I can foresee any of these possibilities happening, but what’s most likely is that things I could never imagine will in fact be what comes my way. But that doesn’t mean I can’t have goals, or ideas of what I want to get out of the experience, just that they have to be sufficiently broad and vague that I can accomplish them no matter what my environment feels like.
My List of Goals:
I write this on a train from Padova, Italy, a small but vibrant city about 30 minutes outside of Venice, to Perugia, a small hilltop city in central Italy where I will call home for the next four months, studying Food and Sustainability at the Umbra Institute. For the past nine days, I have been fortunate enough to have a wonderful solo adventure through Austria and Northeastern Italy, seeing and learning about so much.
I flew into Vienna on the 28th of December, and I spent three days there learning how clean and vibrant a wealthy and well-managed modern European city can be. Highlights included the Music Museum, which had cool, interactive sound-space and psychology exhibits, the incredibly fast and efficient public transportations systems (metro, bus, streetcar, bike-shares, and more!), and sitting in beautiful early 1900s-era cafes, sketching in my notebook the different characters I observed chatting with each other about religion, politics, and the meaning of life in at least five different languages all around me. The city is definitely worth a visit for anyone who can afford it!
From Vienna I took a high speed train (with free wifi!) to Salzburg, in the foothills of the Alps, where I stayed at the lovely home of a friend from Tufts and a few other of our mutual friends for New Years and a few extra days. In Salzburg, we explored so many wonderful things, but the biggest lesson I learned was that although I enjoy traveling alone very much, traveling with a small group of diverse and openminded friends can be just as enjoyable, since everyone brings something new and exciting to the table and I don’t have to sacrifice my curiosity about all of the strange stimuli of a new environment.
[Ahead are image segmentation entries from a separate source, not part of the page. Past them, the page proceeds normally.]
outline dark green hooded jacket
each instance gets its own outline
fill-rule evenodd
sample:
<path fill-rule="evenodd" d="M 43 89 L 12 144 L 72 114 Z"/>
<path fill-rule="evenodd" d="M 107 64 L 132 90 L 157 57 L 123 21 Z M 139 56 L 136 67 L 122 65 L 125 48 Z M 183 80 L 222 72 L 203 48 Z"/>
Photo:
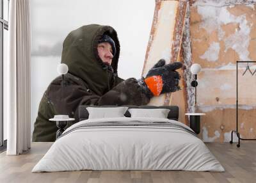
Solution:
<path fill-rule="evenodd" d="M 116 52 L 111 70 L 97 54 L 103 34 L 115 41 Z M 54 79 L 41 99 L 33 133 L 33 141 L 54 141 L 58 130 L 49 119 L 68 115 L 78 122 L 81 105 L 145 105 L 149 99 L 134 78 L 124 81 L 117 76 L 120 44 L 116 31 L 110 26 L 92 24 L 70 32 L 63 42 L 61 63 L 68 67 L 61 92 L 61 76 Z M 63 93 L 63 94 L 62 94 Z M 63 100 L 62 100 L 62 97 Z"/>

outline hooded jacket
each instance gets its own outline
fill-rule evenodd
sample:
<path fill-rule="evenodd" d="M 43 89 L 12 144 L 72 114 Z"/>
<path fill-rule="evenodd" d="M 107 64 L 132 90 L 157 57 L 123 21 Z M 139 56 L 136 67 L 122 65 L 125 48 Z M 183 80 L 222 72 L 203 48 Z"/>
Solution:
<path fill-rule="evenodd" d="M 97 52 L 99 40 L 104 34 L 116 45 L 111 67 L 103 63 Z M 33 141 L 54 141 L 58 128 L 49 119 L 56 115 L 68 115 L 76 123 L 81 105 L 140 106 L 149 102 L 136 79 L 124 81 L 118 77 L 119 54 L 117 34 L 110 26 L 84 26 L 68 35 L 63 45 L 61 63 L 68 65 L 68 72 L 63 81 L 61 76 L 54 79 L 44 93 L 35 122 Z"/>

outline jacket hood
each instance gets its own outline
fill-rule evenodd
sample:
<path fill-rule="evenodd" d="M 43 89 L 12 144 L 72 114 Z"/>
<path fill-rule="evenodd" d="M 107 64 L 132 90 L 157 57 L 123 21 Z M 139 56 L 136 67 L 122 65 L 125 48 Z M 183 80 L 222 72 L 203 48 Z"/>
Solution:
<path fill-rule="evenodd" d="M 109 35 L 116 45 L 116 54 L 111 63 L 113 72 L 98 55 L 98 42 L 104 34 Z M 102 95 L 113 85 L 113 75 L 117 76 L 119 54 L 116 31 L 110 26 L 91 24 L 79 28 L 68 35 L 63 42 L 61 63 L 68 65 L 69 73 L 84 80 L 97 94 Z"/>

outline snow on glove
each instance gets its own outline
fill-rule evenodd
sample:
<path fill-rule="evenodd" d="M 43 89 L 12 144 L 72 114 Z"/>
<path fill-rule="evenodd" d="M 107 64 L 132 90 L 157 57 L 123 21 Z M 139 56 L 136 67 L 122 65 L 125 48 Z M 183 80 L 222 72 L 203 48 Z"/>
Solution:
<path fill-rule="evenodd" d="M 148 98 L 176 92 L 180 90 L 179 86 L 180 76 L 175 70 L 182 66 L 181 62 L 165 65 L 165 60 L 161 59 L 148 71 L 146 78 L 141 79 L 138 83 Z"/>

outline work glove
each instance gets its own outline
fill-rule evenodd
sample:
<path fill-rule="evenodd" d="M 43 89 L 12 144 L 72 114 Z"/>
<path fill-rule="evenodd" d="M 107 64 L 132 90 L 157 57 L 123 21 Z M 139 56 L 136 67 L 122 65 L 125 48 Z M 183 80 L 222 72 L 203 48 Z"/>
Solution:
<path fill-rule="evenodd" d="M 181 62 L 165 65 L 165 60 L 161 59 L 148 71 L 145 78 L 138 80 L 138 84 L 148 98 L 176 92 L 180 90 L 180 76 L 175 70 L 182 67 L 184 67 Z"/>

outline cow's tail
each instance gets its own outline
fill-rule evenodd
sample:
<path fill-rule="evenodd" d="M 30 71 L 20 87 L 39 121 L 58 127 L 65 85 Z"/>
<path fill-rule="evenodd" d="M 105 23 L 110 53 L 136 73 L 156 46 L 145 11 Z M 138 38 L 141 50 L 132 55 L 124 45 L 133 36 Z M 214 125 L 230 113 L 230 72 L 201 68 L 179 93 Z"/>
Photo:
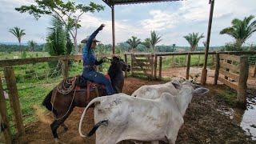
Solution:
<path fill-rule="evenodd" d="M 80 136 L 81 137 L 82 137 L 82 138 L 86 138 L 86 137 L 89 137 L 88 135 L 90 134 L 90 132 L 92 132 L 93 134 L 96 131 L 96 130 L 98 129 L 98 128 L 96 128 L 96 125 L 95 125 L 95 130 L 94 130 L 94 132 L 93 132 L 93 130 L 94 130 L 94 128 L 93 128 L 93 130 L 90 130 L 90 132 L 89 133 L 89 134 L 87 134 L 87 135 L 84 135 L 82 133 L 82 130 L 81 130 L 81 128 L 82 128 L 82 121 L 83 121 L 83 118 L 84 118 L 84 117 L 85 117 L 85 115 L 86 115 L 86 110 L 87 110 L 87 109 L 92 105 L 92 104 L 94 104 L 94 103 L 95 103 L 95 102 L 101 102 L 101 100 L 104 97 L 98 97 L 98 98 L 94 98 L 94 99 L 93 99 L 92 101 L 90 101 L 90 102 L 89 102 L 89 104 L 87 105 L 87 106 L 85 108 L 85 110 L 83 110 L 83 112 L 82 112 L 82 116 L 81 116 L 81 118 L 80 118 L 80 122 L 79 122 L 79 129 L 78 129 L 78 131 L 79 131 L 79 134 L 80 134 Z M 102 123 L 103 124 L 103 123 Z"/>
<path fill-rule="evenodd" d="M 87 134 L 87 137 L 90 137 L 92 136 L 96 130 L 98 130 L 98 128 L 103 125 L 103 126 L 107 126 L 109 124 L 109 121 L 108 120 L 103 120 L 103 121 L 100 121 L 99 122 L 98 122 L 92 129 L 89 132 L 89 134 Z"/>

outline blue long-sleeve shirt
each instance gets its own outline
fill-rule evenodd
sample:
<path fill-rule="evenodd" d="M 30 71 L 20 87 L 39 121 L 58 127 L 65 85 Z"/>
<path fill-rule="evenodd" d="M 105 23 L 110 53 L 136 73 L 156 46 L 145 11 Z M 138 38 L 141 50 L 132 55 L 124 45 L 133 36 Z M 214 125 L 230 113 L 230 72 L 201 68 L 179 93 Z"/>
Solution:
<path fill-rule="evenodd" d="M 95 38 L 96 35 L 99 32 L 99 28 L 97 29 L 87 39 L 86 45 L 84 46 L 82 50 L 82 60 L 84 66 L 94 66 L 99 63 L 97 61 L 94 51 L 91 49 L 91 44 L 93 43 L 94 39 Z M 85 70 L 90 70 L 86 67 L 84 68 Z"/>

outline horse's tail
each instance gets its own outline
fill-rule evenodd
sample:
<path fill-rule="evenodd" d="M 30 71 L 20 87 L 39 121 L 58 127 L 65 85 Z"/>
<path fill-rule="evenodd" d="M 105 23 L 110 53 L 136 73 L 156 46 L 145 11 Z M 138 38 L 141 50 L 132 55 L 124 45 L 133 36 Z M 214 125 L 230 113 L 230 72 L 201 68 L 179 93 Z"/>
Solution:
<path fill-rule="evenodd" d="M 86 138 L 86 137 L 88 137 L 88 136 L 90 135 L 90 133 L 89 133 L 89 134 L 87 134 L 87 135 L 82 134 L 82 130 L 81 130 L 81 128 L 82 128 L 82 123 L 83 118 L 84 118 L 84 117 L 85 117 L 85 115 L 86 115 L 86 112 L 87 109 L 88 109 L 91 105 L 93 105 L 93 104 L 95 103 L 95 102 L 99 102 L 99 103 L 100 103 L 100 102 L 101 102 L 101 100 L 102 100 L 102 98 L 104 98 L 104 97 L 98 97 L 98 98 L 91 100 L 91 101 L 88 103 L 88 105 L 87 105 L 87 106 L 86 107 L 86 109 L 83 110 L 83 113 L 82 113 L 82 116 L 81 116 L 81 118 L 80 118 L 79 129 L 78 129 L 78 131 L 79 131 L 79 134 L 80 134 L 80 136 L 81 136 L 81 137 L 82 137 L 82 138 Z M 106 122 L 103 122 L 103 123 L 100 124 L 100 125 L 102 125 L 102 124 L 104 124 L 104 123 L 106 123 Z M 98 126 L 98 127 L 100 126 L 100 125 Z M 97 127 L 97 126 L 95 126 L 94 127 Z M 90 130 L 91 133 L 92 133 L 92 134 L 96 131 L 96 130 L 98 129 L 98 127 L 95 128 L 94 130 Z"/>
<path fill-rule="evenodd" d="M 47 110 L 49 110 L 50 111 L 51 111 L 53 110 L 53 106 L 51 105 L 50 102 L 50 99 L 51 99 L 51 95 L 53 94 L 53 90 L 51 90 L 45 98 L 45 99 L 43 100 L 43 102 L 42 102 L 42 105 L 46 106 Z"/>
<path fill-rule="evenodd" d="M 103 125 L 103 126 L 107 126 L 109 123 L 108 120 L 103 120 L 103 121 L 100 121 L 99 122 L 98 122 L 92 129 L 89 132 L 89 134 L 87 134 L 87 137 L 90 137 L 92 136 L 97 130 L 97 129 Z"/>

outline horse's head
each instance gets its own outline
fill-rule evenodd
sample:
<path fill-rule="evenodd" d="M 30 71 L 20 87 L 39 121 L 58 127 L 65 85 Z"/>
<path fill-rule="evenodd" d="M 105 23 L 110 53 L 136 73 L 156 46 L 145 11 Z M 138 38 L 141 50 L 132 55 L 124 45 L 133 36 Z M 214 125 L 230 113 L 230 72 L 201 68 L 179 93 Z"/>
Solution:
<path fill-rule="evenodd" d="M 120 68 L 122 71 L 130 70 L 130 66 L 126 63 L 120 57 L 113 57 L 111 65 L 115 66 L 117 68 Z"/>

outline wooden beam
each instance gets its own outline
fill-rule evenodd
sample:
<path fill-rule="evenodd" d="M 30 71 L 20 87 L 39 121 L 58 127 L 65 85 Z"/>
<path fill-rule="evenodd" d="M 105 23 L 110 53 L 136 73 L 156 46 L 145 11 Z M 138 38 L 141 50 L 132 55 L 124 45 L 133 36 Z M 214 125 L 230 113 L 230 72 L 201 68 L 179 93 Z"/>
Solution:
<path fill-rule="evenodd" d="M 14 70 L 12 67 L 5 67 L 4 74 L 6 81 L 7 89 L 9 90 L 10 106 L 15 118 L 18 135 L 22 136 L 25 134 L 25 129 L 23 126 L 21 106 L 18 95 Z"/>
<path fill-rule="evenodd" d="M 112 50 L 113 54 L 115 52 L 115 31 L 114 31 L 114 6 L 111 7 L 112 14 Z"/>
<path fill-rule="evenodd" d="M 218 78 L 219 75 L 219 54 L 217 53 L 216 54 L 216 66 L 215 66 L 215 74 L 214 74 L 214 85 L 217 85 L 218 84 Z"/>
<path fill-rule="evenodd" d="M 211 26 L 213 22 L 213 15 L 214 10 L 214 0 L 210 2 L 210 16 L 209 16 L 209 23 L 208 23 L 208 32 L 207 32 L 207 40 L 206 40 L 206 47 L 205 53 L 205 62 L 203 64 L 203 68 L 202 70 L 202 76 L 201 76 L 201 84 L 206 85 L 207 79 L 207 59 L 208 59 L 208 52 L 209 52 L 209 46 L 210 40 L 210 34 L 211 34 Z"/>
<path fill-rule="evenodd" d="M 220 59 L 226 59 L 230 61 L 234 61 L 237 62 L 240 62 L 240 57 L 237 55 L 230 55 L 230 54 L 222 54 L 219 55 Z"/>
<path fill-rule="evenodd" d="M 191 59 L 191 56 L 190 56 L 190 54 L 189 53 L 187 54 L 187 61 L 186 61 L 186 79 L 190 79 L 190 59 Z"/>
<path fill-rule="evenodd" d="M 246 90 L 249 73 L 248 57 L 240 57 L 240 74 L 238 88 L 238 102 L 242 107 L 246 107 Z"/>
<path fill-rule="evenodd" d="M 218 77 L 218 80 L 219 80 L 220 82 L 223 82 L 225 85 L 231 87 L 232 89 L 234 89 L 235 90 L 238 90 L 238 86 L 237 84 L 235 84 L 234 82 L 230 82 L 230 81 L 228 81 L 228 80 L 226 80 L 226 79 L 225 79 L 225 78 L 223 78 L 222 77 Z"/>
<path fill-rule="evenodd" d="M 6 103 L 2 89 L 2 79 L 0 77 L 0 126 L 1 131 L 3 131 L 5 143 L 11 143 L 11 134 L 10 123 L 7 117 Z"/>
<path fill-rule="evenodd" d="M 234 73 L 230 73 L 230 71 L 226 71 L 226 70 L 223 70 L 223 69 L 219 69 L 219 73 L 223 74 L 224 76 L 230 78 L 235 81 L 238 81 L 238 79 L 239 79 L 238 74 L 234 74 Z"/>
<path fill-rule="evenodd" d="M 226 63 L 224 62 L 220 62 L 220 67 L 222 69 L 229 69 L 230 70 L 232 70 L 234 72 L 239 72 L 239 65 L 235 66 L 230 63 Z"/>
<path fill-rule="evenodd" d="M 158 74 L 158 78 L 162 78 L 162 57 L 159 57 L 159 74 Z"/>

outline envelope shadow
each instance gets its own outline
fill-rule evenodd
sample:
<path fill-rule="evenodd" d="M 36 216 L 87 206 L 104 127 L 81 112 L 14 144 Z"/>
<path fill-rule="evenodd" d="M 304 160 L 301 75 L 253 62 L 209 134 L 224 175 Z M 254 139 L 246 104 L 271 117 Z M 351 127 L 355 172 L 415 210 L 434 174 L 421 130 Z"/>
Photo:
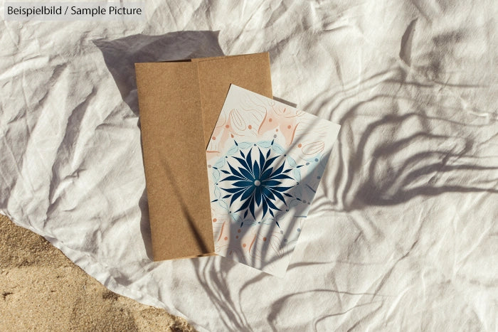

Highlights of this leg of my journey included a visit to a natural history museum and a trip inside a salt mine in the middle of an Alpine Mountain. Most of all, was spending New Year’s Eve with many friends, new and old, Austrian and American, where we took a gorgeous snowy walk to the lake and gazebo where parts of The Sound of Music was filmed, celebrating with lit torches and champagne and fireworks everywhere. Definitely one of, if not the best way to spend New Year’s Eve that I could imagine!
After we said our goodbyes in Salzburg, I took a beautiful train ride south through the Alps to Padova, Italy, where I stayed at the home of a divorced high school biology teacher named Alfredo who I met off of the online community Couchsurfing. Alfredo was also hosting two American Fulbright scholars stationed in Germany named Rory and Erica at the same time. From Padova we visited Venice and Chioggia, a small fishing town similar to but far less touristy than Venice. Even though each of the four of us was quite strange in our own ways, we somehow all came together for three days to form a sort of little family, very comfortable with one another and sharing food and alcohol. Highlights from this section of my trip included seeing the Jewish Ghetto in Venice (the first and arguably most historically important in Europe), getting a haircut using only Italian during a beautiful sunset in Venice, and eating fried sardines and baby cuttlefish while drinking apple spritz apertivi at ten in the morning at a fishermen’s bar in Chioggia with Alfredo, Rory and Erica.
Now, I’m headed to Perugia, where the big one, the main plot of the story will begin! I can’t wait.